この本で今日、紹介するのは、「第1章 否認という精神病理現象」だけです。
「あってはならないこと」が「存在する」のを予想して対応したほうがよい。「あってはならない」不祥事が起きて、謝っている会社や団体の責任者はたくさんいる。
著者は言う。「リスク・マネージメント」ではなく「ダメージ・コントロール」でいい。
リスク・マネージメントは経済学の投資の安全性をいかに確保するか、という理論だった。(p29)
よくあることは「肉体」を否認する、「怒り」を否認する。
「優しさ」「いやし」の流行は著者は願い下げである。
著者はそれが「あるぞ」というところからスタートする。「ないほうがいい」ことを「ない」と間違えてはいけない。「ない」からスタートすると「あってはならない」になって現実を否認する「あってはならないことは存在しない」にまでいきつく。
「航空機事故」は「あること」であって、だからアメリカなどではパイロットは訴追しない。
戦後日本で最大の否認の対象になったのが自衛隊である、と著者は言う。それはほんとうのことである。では、自衛隊に対していまどういう態度をとればいいのか、は別論で。
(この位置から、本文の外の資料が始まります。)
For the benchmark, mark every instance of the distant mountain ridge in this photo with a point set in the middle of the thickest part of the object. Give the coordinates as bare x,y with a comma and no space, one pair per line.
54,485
誤解しないで欲しい。自衛隊は軍隊ではないと否認したのは左翼と共産党ではない。自民党政府だ。だからと言って左翼の側に錯誤がなかったのではない。このことはまた述べたい。
とにかく全体として興味深い本だと思う。
大日本帝国海軍とからんで、もう1度、この「ダメージ・コントロール」を話題にすることがあると思う。